Original topic: client-go使用txn模式访问tikv返回错误Key xxx is out of [region YYY]
【TiKV Usage Environment】Production Environment
【TiKV Version】5.3.2
【Reproduction Path】
Occasional, cannot be reproduced
【Encountered Problem: Problem Phenomenon and Impact】
Using client-go txn-client to directly open a transaction and then execute get, it directly returns an error with the following message:
tikv aborts txn: Error(Txn(Error(Mvcc(Error(Kv(Error(Other("[components/tikv_kv/src/raftstore_impls.rs:35]: \"[components/raftstore/src/store/region_snapshot.rs:216]: Key XXXX is out of [region YYY]
【Resource Configuration】
【Attachments: Screenshots/Logs/Monitoring】
According to the code location indicated by the error tikv/components/raftstore/src/store/region_snapshot.rs at 8e6e348505e7f1f7b5e023c00b30f90e8d1b4084 · tikv/tikv · GitHub
check_key_in_range(
key,
self.region.get_id(),
self.region.get_start_key(),
self.region.get_end_key(),
)
.map_err(|e| EngineError::Other(box_err!(e)))?;
Here, the KeyOutOfRegion error is mapped to Other error.
Questions:
- This error is thrown when checking the key range after obtaining the region snapshot. Is this issue expected in raftstore?
The key range has actually been checked and passed in the previous code, but it fails again when using the snapshot to read in the final step. Is this issue expected? I want to know if it is expected, what causes this error? Is it RegionSplit? If so, shouldn’t this error be converted to RegionErr instead of Other type?
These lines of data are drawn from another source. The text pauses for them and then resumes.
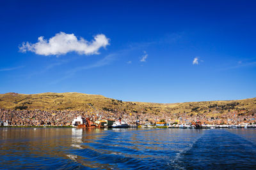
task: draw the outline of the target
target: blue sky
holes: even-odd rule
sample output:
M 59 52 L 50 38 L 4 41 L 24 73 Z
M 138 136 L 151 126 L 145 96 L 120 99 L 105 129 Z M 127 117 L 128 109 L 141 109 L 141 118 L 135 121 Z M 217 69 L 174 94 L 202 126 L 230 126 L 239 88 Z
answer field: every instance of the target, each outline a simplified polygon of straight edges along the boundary
M 255 1 L 1 1 L 0 93 L 256 97 Z

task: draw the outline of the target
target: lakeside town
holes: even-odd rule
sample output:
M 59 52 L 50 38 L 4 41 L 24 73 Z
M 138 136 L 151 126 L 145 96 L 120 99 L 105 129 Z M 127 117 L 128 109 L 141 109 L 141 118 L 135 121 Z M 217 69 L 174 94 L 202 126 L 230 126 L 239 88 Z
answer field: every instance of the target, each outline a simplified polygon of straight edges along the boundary
M 256 113 L 245 114 L 236 111 L 222 113 L 221 116 L 170 113 L 155 115 L 150 113 L 125 113 L 95 110 L 28 110 L 0 108 L 0 125 L 12 127 L 77 127 L 88 118 L 95 126 L 111 127 L 122 119 L 130 127 L 192 128 L 200 122 L 202 127 L 256 127 Z

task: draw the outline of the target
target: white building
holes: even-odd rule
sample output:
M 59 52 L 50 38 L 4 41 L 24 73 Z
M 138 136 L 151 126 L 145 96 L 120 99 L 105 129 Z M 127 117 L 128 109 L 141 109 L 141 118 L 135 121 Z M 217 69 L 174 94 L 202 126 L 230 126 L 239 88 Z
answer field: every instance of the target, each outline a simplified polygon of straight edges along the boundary
M 81 125 L 81 124 L 83 124 L 83 119 L 81 117 L 78 117 L 74 119 L 74 120 L 72 121 L 72 125 L 77 126 L 78 125 Z

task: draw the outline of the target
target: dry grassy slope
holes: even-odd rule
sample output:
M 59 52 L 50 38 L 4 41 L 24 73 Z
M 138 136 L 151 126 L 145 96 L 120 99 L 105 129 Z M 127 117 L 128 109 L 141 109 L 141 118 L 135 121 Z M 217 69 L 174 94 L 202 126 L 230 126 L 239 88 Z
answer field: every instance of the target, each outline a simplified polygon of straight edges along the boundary
M 100 110 L 119 111 L 127 113 L 150 113 L 161 115 L 169 113 L 220 115 L 228 111 L 250 113 L 256 110 L 256 98 L 237 101 L 188 102 L 161 104 L 141 102 L 123 102 L 100 95 L 81 93 L 44 93 L 0 94 L 0 108 L 28 110 L 70 110 L 93 111 L 90 106 Z

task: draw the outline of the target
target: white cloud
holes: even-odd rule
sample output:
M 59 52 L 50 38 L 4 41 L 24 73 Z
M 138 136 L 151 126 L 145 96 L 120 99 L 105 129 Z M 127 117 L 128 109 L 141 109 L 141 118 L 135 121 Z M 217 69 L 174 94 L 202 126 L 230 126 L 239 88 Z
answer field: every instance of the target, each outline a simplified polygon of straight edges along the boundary
M 0 69 L 0 71 L 12 71 L 17 69 L 23 68 L 24 66 L 19 66 L 16 67 L 10 67 L 10 68 L 4 68 L 4 69 Z
M 198 64 L 198 57 L 195 57 L 194 60 L 193 61 L 193 64 Z
M 63 55 L 71 52 L 84 55 L 99 54 L 99 48 L 109 45 L 109 40 L 105 35 L 98 34 L 89 42 L 83 38 L 78 39 L 74 34 L 60 32 L 49 40 L 40 36 L 36 43 L 23 42 L 19 48 L 21 52 L 31 51 L 43 55 Z
M 147 53 L 145 51 L 144 51 L 144 54 L 142 55 L 141 59 L 140 59 L 141 62 L 146 62 L 146 59 L 148 57 L 148 55 Z

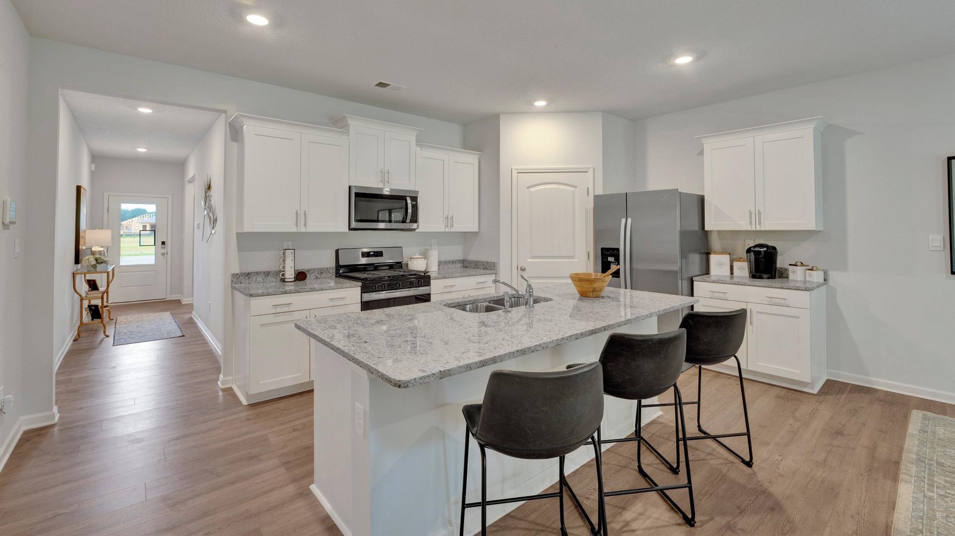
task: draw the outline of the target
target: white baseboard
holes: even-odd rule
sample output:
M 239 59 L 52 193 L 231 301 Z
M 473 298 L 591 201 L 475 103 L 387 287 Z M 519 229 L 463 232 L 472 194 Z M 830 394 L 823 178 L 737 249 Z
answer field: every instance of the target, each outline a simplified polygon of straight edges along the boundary
M 955 404 L 955 392 L 951 391 L 920 387 L 918 385 L 911 385 L 901 381 L 881 380 L 879 378 L 860 376 L 859 374 L 852 374 L 850 372 L 842 372 L 832 369 L 829 370 L 829 379 L 837 381 L 845 381 L 846 383 L 854 383 L 863 387 L 872 387 L 874 389 L 899 393 L 901 395 L 908 395 L 910 397 Z
M 349 530 L 348 526 L 345 525 L 345 522 L 342 521 L 342 518 L 339 517 L 337 513 L 335 513 L 335 510 L 331 508 L 331 505 L 329 505 L 329 502 L 325 499 L 325 496 L 322 495 L 322 492 L 319 491 L 317 487 L 315 487 L 315 484 L 312 484 L 311 485 L 309 485 L 308 489 L 310 489 L 311 494 L 314 495 L 316 499 L 318 499 L 318 502 L 322 504 L 322 507 L 325 508 L 325 511 L 329 514 L 329 517 L 331 518 L 331 521 L 335 522 L 335 526 L 338 527 L 339 530 L 342 531 L 342 535 L 351 536 L 351 531 Z
M 13 453 L 13 448 L 16 446 L 16 443 L 20 441 L 20 436 L 22 435 L 23 419 L 20 418 L 16 420 L 13 427 L 7 434 L 7 438 L 0 444 L 0 471 L 3 471 L 3 466 L 7 464 L 7 460 L 10 460 L 10 455 Z
M 70 346 L 73 346 L 73 338 L 75 337 L 76 330 L 79 329 L 79 324 L 73 326 L 73 331 L 70 332 L 70 337 L 67 338 L 66 342 L 60 348 L 60 351 L 56 354 L 56 360 L 53 361 L 53 374 L 59 370 L 59 365 L 63 362 L 63 358 L 66 357 L 66 353 L 70 351 Z
M 24 415 L 20 418 L 20 425 L 24 430 L 32 430 L 33 428 L 40 428 L 43 426 L 49 426 L 51 424 L 55 424 L 59 421 L 59 408 L 55 405 L 53 411 L 44 411 L 43 413 L 34 413 L 32 415 Z
M 212 348 L 216 350 L 216 353 L 219 354 L 221 359 L 223 357 L 222 343 L 216 340 L 216 338 L 212 336 L 212 332 L 209 331 L 208 326 L 202 322 L 202 320 L 199 318 L 199 315 L 197 315 L 195 311 L 192 312 L 192 320 L 196 321 L 196 325 L 199 326 L 199 331 L 202 332 L 202 336 L 209 341 L 209 344 L 212 344 Z

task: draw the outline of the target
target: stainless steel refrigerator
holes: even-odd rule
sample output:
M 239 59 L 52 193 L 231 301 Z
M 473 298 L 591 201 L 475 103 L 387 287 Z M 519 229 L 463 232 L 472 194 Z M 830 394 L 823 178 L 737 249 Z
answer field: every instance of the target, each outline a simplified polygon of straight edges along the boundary
M 652 190 L 594 196 L 594 272 L 615 264 L 609 286 L 692 295 L 692 278 L 706 274 L 709 240 L 703 196 Z M 661 332 L 676 329 L 680 311 L 660 318 Z

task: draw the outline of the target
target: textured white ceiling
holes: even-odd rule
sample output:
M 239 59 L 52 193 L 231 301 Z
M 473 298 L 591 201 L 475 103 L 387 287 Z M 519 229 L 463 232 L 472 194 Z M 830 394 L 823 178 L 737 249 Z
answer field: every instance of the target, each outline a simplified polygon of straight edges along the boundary
M 952 0 L 13 4 L 34 36 L 459 123 L 538 98 L 638 118 L 955 52 Z
M 221 113 L 63 90 L 94 156 L 182 162 Z M 153 111 L 143 113 L 144 106 Z M 143 147 L 148 151 L 139 153 Z

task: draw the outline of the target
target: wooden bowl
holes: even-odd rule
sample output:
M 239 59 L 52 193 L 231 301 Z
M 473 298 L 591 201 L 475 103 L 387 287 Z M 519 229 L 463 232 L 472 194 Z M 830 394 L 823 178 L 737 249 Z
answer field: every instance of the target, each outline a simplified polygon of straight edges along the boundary
M 599 272 L 574 272 L 570 274 L 570 280 L 583 298 L 600 298 L 610 282 L 610 276 Z

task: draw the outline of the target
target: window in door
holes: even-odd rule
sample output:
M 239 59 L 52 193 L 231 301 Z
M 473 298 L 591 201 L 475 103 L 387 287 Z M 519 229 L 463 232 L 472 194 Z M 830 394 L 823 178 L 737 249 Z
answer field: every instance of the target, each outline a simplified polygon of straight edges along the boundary
M 119 205 L 119 265 L 156 264 L 156 205 Z

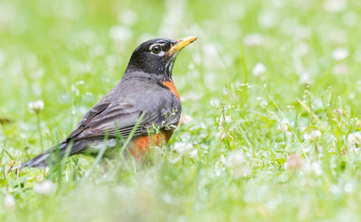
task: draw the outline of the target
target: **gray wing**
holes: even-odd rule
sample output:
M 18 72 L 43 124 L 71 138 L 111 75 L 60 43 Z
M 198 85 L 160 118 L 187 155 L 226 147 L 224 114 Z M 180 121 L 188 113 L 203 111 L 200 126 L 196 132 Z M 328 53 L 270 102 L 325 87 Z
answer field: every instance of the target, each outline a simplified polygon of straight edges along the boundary
M 180 102 L 170 90 L 160 88 L 153 96 L 123 98 L 110 101 L 103 98 L 88 111 L 68 137 L 75 141 L 102 139 L 105 135 L 119 133 L 127 137 L 141 116 L 145 112 L 134 136 L 147 134 L 154 124 L 161 129 L 178 124 L 181 112 Z

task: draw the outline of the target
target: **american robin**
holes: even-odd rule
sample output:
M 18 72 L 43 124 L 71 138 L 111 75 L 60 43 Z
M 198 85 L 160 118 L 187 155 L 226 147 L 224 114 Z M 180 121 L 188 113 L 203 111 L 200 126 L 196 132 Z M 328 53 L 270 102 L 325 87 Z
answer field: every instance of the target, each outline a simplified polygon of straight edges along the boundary
M 20 167 L 45 167 L 51 161 L 51 153 L 61 158 L 69 145 L 70 155 L 96 153 L 104 145 L 107 151 L 114 151 L 142 116 L 127 146 L 131 154 L 139 156 L 151 145 L 166 143 L 179 124 L 182 111 L 172 77 L 173 66 L 180 50 L 197 39 L 155 39 L 141 44 L 120 82 L 87 113 L 68 138 Z M 156 132 L 150 133 L 154 128 Z M 117 139 L 119 136 L 123 139 Z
In my understanding, it should be converted to RegionErr to let client-go retry?
Hello, when accessing TiKV in txn mode, the region-related processing is as follows:
- The txn retrieves the corresponding region information from PD based on the key.
- The txn sends a request to the corresponding TiKV with the region metadata (such as version information).
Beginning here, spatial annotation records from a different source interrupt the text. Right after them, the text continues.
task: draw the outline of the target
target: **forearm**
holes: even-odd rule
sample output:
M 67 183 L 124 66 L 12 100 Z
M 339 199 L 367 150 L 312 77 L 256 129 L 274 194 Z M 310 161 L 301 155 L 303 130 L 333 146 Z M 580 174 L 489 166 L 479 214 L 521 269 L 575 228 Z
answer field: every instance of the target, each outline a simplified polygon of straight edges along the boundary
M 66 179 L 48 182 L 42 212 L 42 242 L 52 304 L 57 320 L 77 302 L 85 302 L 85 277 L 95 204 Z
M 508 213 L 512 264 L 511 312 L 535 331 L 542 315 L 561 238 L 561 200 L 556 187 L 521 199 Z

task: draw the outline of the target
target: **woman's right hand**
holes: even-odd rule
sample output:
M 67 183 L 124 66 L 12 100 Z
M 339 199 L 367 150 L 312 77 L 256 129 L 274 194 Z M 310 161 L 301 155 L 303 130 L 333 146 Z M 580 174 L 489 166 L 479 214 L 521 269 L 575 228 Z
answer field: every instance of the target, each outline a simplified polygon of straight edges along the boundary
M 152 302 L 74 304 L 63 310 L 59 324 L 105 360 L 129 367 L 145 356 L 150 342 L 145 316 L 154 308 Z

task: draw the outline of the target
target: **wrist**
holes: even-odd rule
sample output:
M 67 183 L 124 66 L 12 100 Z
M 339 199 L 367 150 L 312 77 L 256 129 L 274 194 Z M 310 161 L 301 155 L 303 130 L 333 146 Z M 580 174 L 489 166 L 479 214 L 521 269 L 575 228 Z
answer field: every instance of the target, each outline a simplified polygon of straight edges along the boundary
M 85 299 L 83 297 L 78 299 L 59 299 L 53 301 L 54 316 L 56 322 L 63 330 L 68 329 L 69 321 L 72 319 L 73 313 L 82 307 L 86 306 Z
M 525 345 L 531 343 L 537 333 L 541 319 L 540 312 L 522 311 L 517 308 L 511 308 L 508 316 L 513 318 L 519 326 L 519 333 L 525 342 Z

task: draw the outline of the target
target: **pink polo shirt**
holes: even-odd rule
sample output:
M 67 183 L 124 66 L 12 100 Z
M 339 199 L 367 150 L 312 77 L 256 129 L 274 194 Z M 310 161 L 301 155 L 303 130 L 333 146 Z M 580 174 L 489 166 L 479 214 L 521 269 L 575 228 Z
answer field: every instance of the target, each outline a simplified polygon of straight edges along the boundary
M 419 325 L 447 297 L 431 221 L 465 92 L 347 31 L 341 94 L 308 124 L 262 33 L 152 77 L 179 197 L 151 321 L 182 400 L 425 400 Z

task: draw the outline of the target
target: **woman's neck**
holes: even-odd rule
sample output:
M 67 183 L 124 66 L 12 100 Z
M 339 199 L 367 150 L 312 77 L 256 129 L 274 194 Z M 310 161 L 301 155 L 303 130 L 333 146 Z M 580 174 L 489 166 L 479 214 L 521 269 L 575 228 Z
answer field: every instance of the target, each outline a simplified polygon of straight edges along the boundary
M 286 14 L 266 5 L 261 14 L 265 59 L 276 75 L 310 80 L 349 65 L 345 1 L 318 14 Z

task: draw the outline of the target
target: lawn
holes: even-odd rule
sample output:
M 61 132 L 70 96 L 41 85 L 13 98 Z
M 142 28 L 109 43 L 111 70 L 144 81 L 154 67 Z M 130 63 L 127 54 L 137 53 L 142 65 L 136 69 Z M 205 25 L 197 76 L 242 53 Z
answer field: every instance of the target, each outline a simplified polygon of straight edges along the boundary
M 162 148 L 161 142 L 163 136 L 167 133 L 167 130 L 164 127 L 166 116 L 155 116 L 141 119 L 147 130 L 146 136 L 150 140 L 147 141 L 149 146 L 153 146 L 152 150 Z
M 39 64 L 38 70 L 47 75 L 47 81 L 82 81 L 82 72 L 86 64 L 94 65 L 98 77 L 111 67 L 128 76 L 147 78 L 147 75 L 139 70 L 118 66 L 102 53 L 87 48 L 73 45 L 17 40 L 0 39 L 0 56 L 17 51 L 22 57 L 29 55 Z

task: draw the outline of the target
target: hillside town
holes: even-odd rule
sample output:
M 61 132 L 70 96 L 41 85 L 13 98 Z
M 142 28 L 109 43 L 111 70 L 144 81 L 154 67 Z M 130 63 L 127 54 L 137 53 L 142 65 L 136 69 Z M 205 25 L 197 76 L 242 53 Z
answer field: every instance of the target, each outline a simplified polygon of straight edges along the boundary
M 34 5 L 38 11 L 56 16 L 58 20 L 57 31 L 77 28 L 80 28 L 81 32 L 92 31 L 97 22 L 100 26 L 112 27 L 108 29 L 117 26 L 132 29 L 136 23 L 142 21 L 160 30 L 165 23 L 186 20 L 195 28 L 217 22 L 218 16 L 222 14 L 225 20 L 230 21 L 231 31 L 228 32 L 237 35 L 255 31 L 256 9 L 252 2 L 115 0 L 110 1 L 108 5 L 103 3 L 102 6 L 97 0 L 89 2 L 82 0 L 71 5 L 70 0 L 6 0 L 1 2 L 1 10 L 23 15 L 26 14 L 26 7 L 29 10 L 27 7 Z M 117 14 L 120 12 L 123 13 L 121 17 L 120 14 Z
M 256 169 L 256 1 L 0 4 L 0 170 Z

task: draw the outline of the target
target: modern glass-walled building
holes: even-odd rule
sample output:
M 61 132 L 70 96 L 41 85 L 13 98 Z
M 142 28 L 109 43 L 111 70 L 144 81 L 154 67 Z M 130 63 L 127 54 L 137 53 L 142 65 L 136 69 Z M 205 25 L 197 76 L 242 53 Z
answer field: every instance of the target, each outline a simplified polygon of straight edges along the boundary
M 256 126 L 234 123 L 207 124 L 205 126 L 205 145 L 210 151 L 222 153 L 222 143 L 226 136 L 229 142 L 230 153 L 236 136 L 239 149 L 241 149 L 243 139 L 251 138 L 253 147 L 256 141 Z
- After receiving the request, TiKV checks whether the region information matches. This process is mainly to ensure that the corresponding region in TiKV has not undergone changes such as split or merge.
- TiKV starts processing the request. When it gets the snapshot and processes our key, it finds that the key is no longer in this region.
As you mentioned, after step 3, the region might have undergone changes, such as a split, which could lead to our issue. This can be observed by searching the logs related to this region in TiKV.
Why is it not a Region Error but an Other Error? I guess the reasons might be as follows:
- First, region errors generally get exposed during step 3, but our processing has already reached step 4, which is very core. Previously, handling region errors at this stage was not considered.
- The second and most crucial reason is that directly returning a region error here is not feasible because the fact is that the key is not in this region. The original design intention might be to draw attention to the error and further investigate whether the region information has changed, rather than an internal logic issue.
- The region split operation itself is instantaneous, so the probability of hitting this logic is relatively high but not particularly high, because the get snapshot operation is also instantaneous. Therefore, as you mentioned, this scenario is difficult to reproduce. I guess this logic was not there initially, but was added later when someone encountered it. Considering the second reason, it might be the safest way for users not to report a Region Error, as the system might indeed have an issue.